Proximity-Labeling MS (APEX-MS)
Für diesen Ansatz wird das Protein von Interesse an eine Peroxidase (Ascorbinsäure-Peroxidase; APEX) fusioniert. Bei der Behandlung mit H2O2 wandelt APEX exogen zugeführtes Biotin-Phenol in Biotin-Phenoxyl-Radikale um, was zu einer kovalenten Markierung des Proteins in einem Radius von 20nm führt. Anschließend werden die biotinylierten Proteine mit Steptavidin angereichert. Mit dieser Technologie können zum ersten Mal „Schnappschüsse“ der lokalen Proteinumgebungen zu einem bestimmten Zeitpunkt gemacht und vorübergehende Proteininteraktionen erfasst werden. Näherungsbasierte Markierungsansätze haben sich in den letzten Jahren rasch weiterentwickelt und liefern nachweislich ergänzende Ergebnisse zu herkömmlichen affinitätsbasierten Reinigungsmethoden (AP-MS), so dass sie das Potenzial haben, völlig neue Forschungswege zu eröffnen und neue Einblicke in Proteinfunktionen zu ermöglichen.

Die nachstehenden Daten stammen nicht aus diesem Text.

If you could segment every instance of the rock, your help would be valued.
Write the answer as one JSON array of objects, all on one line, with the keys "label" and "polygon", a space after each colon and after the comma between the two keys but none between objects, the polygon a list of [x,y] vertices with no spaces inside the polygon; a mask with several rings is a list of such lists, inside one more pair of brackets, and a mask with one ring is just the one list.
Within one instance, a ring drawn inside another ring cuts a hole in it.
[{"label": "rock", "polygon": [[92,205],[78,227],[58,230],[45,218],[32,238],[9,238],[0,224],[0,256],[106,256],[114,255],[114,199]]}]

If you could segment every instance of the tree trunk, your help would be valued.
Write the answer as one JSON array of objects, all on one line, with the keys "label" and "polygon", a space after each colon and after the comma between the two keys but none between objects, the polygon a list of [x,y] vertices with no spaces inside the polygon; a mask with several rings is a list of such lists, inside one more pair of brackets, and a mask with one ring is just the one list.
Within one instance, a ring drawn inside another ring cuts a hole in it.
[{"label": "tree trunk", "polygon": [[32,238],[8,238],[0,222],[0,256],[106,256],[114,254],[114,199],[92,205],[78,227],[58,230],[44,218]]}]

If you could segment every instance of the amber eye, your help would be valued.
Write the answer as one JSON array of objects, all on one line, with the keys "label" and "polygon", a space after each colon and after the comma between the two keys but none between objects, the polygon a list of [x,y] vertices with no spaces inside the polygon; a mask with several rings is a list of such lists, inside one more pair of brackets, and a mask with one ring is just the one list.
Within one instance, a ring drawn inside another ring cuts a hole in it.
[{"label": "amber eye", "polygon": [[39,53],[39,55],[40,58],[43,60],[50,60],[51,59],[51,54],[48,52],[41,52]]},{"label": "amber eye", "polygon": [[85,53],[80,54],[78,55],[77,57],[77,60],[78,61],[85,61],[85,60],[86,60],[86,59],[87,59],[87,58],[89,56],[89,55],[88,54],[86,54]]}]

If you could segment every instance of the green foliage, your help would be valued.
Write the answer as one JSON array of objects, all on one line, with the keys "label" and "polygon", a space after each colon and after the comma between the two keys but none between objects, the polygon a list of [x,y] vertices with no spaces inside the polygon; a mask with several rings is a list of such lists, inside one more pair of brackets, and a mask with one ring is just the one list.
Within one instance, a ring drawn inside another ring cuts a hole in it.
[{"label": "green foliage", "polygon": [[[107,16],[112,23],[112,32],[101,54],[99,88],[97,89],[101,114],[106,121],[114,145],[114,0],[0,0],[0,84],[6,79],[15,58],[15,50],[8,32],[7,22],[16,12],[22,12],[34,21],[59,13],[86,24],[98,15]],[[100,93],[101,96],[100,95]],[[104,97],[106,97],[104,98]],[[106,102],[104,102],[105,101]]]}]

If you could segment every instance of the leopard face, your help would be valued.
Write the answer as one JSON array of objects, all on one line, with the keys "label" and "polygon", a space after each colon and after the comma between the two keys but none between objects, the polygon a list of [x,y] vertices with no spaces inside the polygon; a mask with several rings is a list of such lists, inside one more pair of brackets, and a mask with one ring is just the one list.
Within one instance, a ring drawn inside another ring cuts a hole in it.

APEX wurde verwendet, um ganze Organellenproteome mit hoher zeitlicher Auflösung zu erfassen, aber es wird allgemein angenommen, dass die Breite der Markierung eine höhere räumliche Auflösung verhindert, die für die Untersuchung spezifischer Proteinnetzwerke erforderlich ist. Wir haben kürzlich eine Lösung für dieses Problem gefunden, indem wir die quantitative Proteomik mit einem System räumlicher Referenzen kombiniert haben. Mit dieser neuartigen Methode können wir sowohl bekannte Bindungspartner als auch bisher nicht identifizierte Netzwerkkomponenten auflösen, wie kürzlich in einer Proof-of-Principle-Studie gezeigt wurde, in der Proteine untersucht wurden, die von G-Protein-gekoppelten Rezeptoren bei ihrer dynamischen Signalgebung und ihrem Verkehr als Reaktion auf eine Liganden-induzierte Aktivierung beteiligt sind.